India is a home to many buildings of stark political and symbolic importance. However, one building stands apart and tallest amongst these – the Sabarmati Ashram– house to Father of our nation during the crucial years of the freedom struggle. The Sabarmati Ashram was a small house of a very big man. Not only a shelter and a political space where all the strategies and movements to counter the mighty British rule was planned during the freedom struggle but it was also a place where the Mahatma dreamt of a pure India liberated from the evils of untouchability, inequality and societal divides. At a time when the world was witnessing violent warfare and armed revolutions, Bapu started a mass movement for freedom from the British colonial rule through non-violent means, termed as Satyagrah and ultimately got freedom for India.

The reason the Sabarmati Ashram is so very important is because of the person who lived in it and the role the ashram played in the nation’s life during his residency. The humble lifestyle of the Mahatma showed a model way of life for a young country striving for independence. Satya and Ahimsa were his ideals. He wished to free the country of firstly the ills that plagued the Indian society specially the practice of untouchability that had deep roots in the Indian psyche and secondly the strong notions of inequality which governed the society.

The world sees the Ashram as a representative of the historical significance and non-violent means of mass scale civil agitation against the oppressive British rule where the political movement of Satyagrah was waged, which made India a role model for others to follow. It serves as a source of inspiration and guidance, and stands as a monument to Gandhi’s life mission and a testimony to others who have fought a similar struggle. Over the years, the Ashram has become home to the ideology that set India free and has inspired nations and people in their own battles against oppressive forces.

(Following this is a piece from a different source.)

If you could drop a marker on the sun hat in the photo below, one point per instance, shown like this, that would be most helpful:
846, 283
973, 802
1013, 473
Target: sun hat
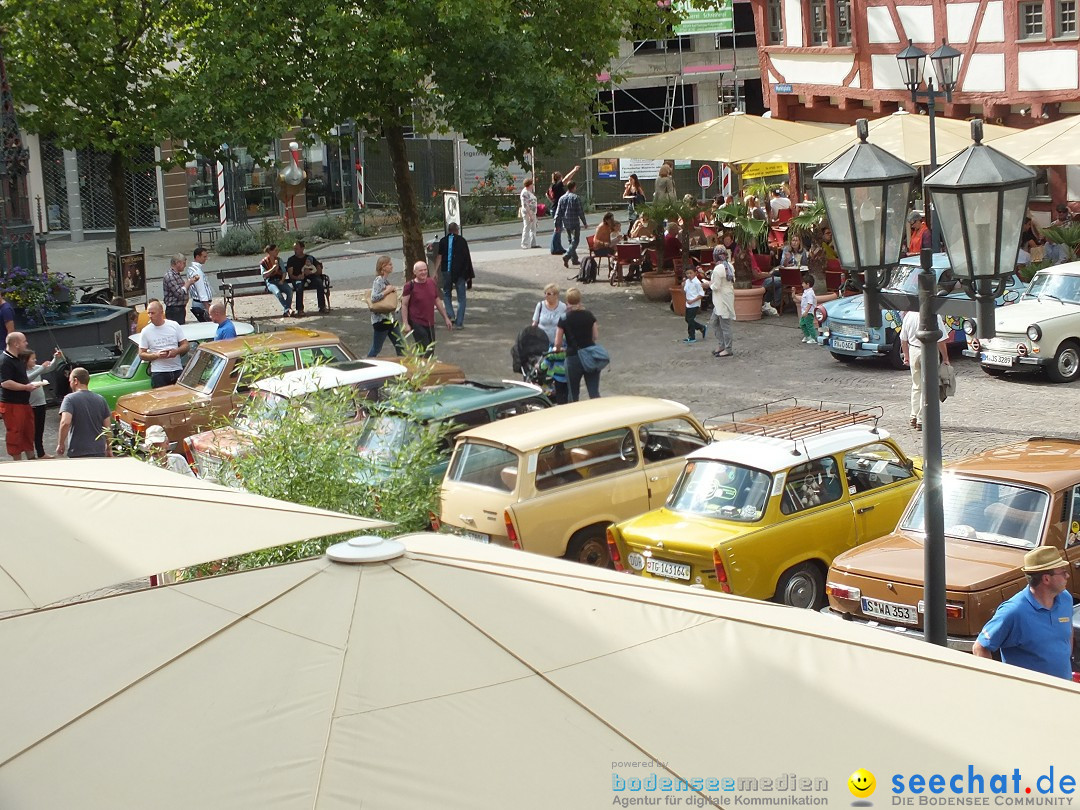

Today the Ashram lives on but what it sees around is a nation caught in a complex labyrinth of social evils, economic disparities and vested political interests that have succeeded in pushing the ideals of the Mahatma on the backseat. Not only Gujarat but the whole country suddenly finds itself in a situation of strange unrest with rise in social and economic inequalities, caste hierarchy, all kinds of violence instilling insecurity in the minds of people and increasing religious divide disrupting the very social fabric of India. Suddenly India looks like it is on a path of baffling and unstoppable social chaos.

The Ashram sees the development around it but fails to feel the growth. Fails to understand why the inequality in India still persists and more so than ever, why there are violent incidents and restrictions on human beings. However, it still preserves the dream that India will eventually live up to and is waiting to see the country free of all kinds of senseless and insensitive oppressions on its own people.

The Ashram tells us about one man’s dedication, determination and ideals but also reminds us of the road we still need to traverse in order to realise Gandhiji’s dream of an India free from injustice.